The son of a schoolteacher mother and insurance-salesman father, Stiglitz grew up in one of the grittiest industrial cities in American—Gary, Indiana—and was shaped by the social inequality and labor strikes he observed there. (Yeah, he's a liberal; am I wrong in suggesting, in the wake of this disaster, that we can use the L word as something other than an epithet again?) In 2001, Stiglitz shared the Nobel Prize for Economics for pioneering work in which he argued that financial markets especially are prone to act on imperfect information, leading to unnecessary panics, manias and bubbles and necessitating government intervention.

Like Keynes himself, who fought successfully to block "hot money" at the postwar Bretton Woods conference in 1944, Stiglitz understood the problem of international capital flows like few others of his era. As his longtime collaborator Bruce Greenwald—another Columbia professor who, by the way, is a conservative Republican—puts it: "You need radical global reform" to correct chronic imbalances in capital flows, all of which Stiglitz has laid out in his book, "Making Globalization Work." "There's no chance these guys are going to do what's necessary," with the possible exception of Summers, says Greenwald. And without those additional steps, he warns, the fiscal stimulus that the Obama administration is now putting its hopes on won't avert the devastating recession to come. "Unemployment is going to go to 6½ percent, then to ten percent by the end of 2010. When it goes to 14 percent by 2012, Obama and the Democrats are going to be toast." (Tommy Vietor, a spokesman for the Obama transition team, declined to comment.)

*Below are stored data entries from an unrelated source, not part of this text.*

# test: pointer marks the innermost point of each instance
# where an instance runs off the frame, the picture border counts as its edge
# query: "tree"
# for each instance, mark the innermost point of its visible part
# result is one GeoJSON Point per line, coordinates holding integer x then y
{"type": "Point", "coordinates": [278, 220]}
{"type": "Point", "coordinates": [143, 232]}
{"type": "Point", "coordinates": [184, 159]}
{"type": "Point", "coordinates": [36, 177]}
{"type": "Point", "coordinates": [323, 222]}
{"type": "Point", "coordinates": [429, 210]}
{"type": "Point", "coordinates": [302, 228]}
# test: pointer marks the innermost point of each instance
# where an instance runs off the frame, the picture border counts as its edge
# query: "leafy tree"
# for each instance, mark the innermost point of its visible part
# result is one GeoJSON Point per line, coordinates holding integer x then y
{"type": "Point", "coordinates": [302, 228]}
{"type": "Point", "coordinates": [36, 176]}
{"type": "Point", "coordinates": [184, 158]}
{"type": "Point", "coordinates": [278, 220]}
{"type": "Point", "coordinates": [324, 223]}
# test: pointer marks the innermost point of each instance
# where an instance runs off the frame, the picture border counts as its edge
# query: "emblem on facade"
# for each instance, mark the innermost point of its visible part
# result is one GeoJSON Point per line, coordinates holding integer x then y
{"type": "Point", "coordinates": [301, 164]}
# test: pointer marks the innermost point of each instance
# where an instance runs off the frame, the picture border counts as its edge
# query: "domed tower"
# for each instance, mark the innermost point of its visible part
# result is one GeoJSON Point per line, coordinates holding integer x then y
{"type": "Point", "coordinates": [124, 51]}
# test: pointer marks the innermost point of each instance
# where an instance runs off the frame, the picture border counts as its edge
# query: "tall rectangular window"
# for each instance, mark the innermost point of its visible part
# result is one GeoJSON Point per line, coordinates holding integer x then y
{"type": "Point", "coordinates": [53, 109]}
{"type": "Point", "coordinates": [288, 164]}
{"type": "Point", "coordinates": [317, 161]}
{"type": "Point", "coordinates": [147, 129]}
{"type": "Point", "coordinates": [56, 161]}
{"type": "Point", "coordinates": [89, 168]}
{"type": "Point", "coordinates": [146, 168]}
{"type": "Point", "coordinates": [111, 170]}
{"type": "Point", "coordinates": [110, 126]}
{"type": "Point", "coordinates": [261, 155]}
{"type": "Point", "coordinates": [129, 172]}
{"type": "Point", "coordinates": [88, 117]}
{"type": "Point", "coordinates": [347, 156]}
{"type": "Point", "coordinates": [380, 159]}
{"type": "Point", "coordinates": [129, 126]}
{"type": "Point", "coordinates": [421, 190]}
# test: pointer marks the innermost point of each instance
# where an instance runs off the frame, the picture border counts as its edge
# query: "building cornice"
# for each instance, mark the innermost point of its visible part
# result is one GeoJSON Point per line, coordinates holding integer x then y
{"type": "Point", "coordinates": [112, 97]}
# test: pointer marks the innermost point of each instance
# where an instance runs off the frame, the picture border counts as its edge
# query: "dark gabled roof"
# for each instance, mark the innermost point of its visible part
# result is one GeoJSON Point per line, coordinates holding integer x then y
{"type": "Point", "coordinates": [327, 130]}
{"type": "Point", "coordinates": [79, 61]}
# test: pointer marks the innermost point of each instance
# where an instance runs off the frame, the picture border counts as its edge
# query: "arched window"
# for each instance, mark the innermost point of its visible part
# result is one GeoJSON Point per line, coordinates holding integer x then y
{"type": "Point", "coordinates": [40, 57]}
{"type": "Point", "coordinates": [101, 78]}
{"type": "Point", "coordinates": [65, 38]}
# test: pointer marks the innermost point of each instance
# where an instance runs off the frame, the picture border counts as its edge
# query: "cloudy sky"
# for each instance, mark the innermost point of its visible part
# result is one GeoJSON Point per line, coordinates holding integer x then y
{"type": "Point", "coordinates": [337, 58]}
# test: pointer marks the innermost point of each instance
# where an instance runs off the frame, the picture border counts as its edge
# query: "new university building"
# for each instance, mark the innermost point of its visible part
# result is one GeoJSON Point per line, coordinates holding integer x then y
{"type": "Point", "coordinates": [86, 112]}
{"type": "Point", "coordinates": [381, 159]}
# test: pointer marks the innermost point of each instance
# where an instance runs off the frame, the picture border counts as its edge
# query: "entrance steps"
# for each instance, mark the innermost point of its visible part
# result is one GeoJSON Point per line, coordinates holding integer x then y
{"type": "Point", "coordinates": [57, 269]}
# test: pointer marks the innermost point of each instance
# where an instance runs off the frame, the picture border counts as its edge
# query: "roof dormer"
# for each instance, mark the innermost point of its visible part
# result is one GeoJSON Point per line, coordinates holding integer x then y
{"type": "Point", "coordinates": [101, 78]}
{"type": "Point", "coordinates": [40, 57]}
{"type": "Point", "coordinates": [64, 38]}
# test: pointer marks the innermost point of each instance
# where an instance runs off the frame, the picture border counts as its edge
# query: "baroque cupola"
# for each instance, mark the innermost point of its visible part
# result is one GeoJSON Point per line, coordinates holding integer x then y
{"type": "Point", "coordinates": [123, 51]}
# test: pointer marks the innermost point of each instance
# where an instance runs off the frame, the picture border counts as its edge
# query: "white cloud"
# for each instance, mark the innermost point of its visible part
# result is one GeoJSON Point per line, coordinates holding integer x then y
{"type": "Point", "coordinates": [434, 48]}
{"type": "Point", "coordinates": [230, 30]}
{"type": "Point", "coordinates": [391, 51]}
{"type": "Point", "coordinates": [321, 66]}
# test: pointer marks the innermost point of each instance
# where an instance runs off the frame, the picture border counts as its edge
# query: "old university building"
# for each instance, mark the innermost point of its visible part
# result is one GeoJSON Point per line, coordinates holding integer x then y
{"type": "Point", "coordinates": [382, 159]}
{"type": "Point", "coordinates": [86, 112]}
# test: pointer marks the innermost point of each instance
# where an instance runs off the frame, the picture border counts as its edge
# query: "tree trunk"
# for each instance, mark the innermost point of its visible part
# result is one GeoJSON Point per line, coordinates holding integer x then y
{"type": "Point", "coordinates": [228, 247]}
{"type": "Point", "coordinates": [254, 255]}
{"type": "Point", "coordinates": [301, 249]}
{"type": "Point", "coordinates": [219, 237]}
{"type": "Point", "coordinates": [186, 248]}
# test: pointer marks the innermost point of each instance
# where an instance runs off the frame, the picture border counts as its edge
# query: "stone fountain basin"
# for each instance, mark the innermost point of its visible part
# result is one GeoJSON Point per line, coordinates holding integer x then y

Keynes is dead, but we still have Joe Stiglitz. And so the question is: what is he doing in New York? Sure, I know the rap on Stiglitz: while he's personally a gentleman, he's too often "off the reservation," won't stay on the message, and doesn't play well with others—especially Summers. (Summers is said to have pressured former World Bank president Jim Wolfensohn to fire Stiglitz in the '90s; he left under pressure in late 1999.) Unquestionably, Stiglitz has occasionally gone overboard in his criticisms, such as when he suggested, outrageously, that the eminent economist Stanley Fischer—a former senior IMF official who taught both Summers and Fed Chairman Ben Bernanke at MIT—had pushed for capital-markets liberalization in the '90s so he could secure a fat job at Citigroup afterwards. But Obama has made a point of declaring that he wants dissonant voices in his administration. So why not Joe Stiglitz?